>Deep Blue wasn't a very good chess program,
>compared to other programs like Fritz, however it
>had a lot of power
Do you have any EVIDENCE that Fritz is a better
chessprogram than Deep Blue, speed not included?
(You don't, because it's false. Also Deep Blue
made specific tradeoffs based on its speed. And
they could include all the knowledge they wanted
without a speed penalty because they had hardware
to play with. Fritz can't do that, and hence
it has to make compromises and stay dumber)

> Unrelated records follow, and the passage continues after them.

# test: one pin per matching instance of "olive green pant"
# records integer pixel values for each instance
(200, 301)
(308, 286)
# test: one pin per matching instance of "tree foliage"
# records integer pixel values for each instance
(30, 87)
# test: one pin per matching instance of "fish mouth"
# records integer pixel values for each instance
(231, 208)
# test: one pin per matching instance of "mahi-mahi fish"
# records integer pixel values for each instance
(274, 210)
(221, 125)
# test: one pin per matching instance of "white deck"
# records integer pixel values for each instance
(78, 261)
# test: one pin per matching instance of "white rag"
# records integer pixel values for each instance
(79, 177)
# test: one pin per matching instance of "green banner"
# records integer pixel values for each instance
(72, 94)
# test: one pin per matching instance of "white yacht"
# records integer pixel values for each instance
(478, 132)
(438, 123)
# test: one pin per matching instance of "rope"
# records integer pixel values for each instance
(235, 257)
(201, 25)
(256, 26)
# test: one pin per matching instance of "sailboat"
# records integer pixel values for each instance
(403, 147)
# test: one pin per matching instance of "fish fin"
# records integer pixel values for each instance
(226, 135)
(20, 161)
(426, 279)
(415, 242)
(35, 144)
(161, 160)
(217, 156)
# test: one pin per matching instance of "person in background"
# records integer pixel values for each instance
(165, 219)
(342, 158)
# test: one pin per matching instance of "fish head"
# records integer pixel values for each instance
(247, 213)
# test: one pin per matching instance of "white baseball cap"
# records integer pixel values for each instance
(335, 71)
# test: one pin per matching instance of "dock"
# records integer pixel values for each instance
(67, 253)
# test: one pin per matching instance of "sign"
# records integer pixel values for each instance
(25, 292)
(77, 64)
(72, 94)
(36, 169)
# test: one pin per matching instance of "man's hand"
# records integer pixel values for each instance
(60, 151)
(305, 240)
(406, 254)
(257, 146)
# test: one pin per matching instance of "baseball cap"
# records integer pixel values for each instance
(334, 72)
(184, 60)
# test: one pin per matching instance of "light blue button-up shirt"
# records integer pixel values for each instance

>And it had something else, it was designed
>completely to counter Kasparov's style, against
>any other opponent it would have played much
>weaker.
Do you have any EVIDENCE to support that?
Kasparov claimed this, but there is no reason
to believe it's true. He claimed a human made
several of the moves in the games as well.
He also invented a new tree search algorithm
which is extremely strong _when_ it can be
used.
He used a combination of this tree search and
rules (black can't win if this parttern
is present etc..) to solve it.
>about 30 at chess, 10 at checkers,
It's 38 for chess, 2.7 for 8x8 checkers (where
a comp is already world champion)
The use of tree search depends on a lot on
the tactical nature of the game. You can still
use it with a branching factor of over 100 if
the game is tactical enough. (so 5-7 ply searches
beat most humans)
But go needs more longtime planning, and you need
way more depth for that.
>Will they turn the computer off while he is
>resting? Or will it be allowed to continue to do
>exhaustive game tree searches during that time?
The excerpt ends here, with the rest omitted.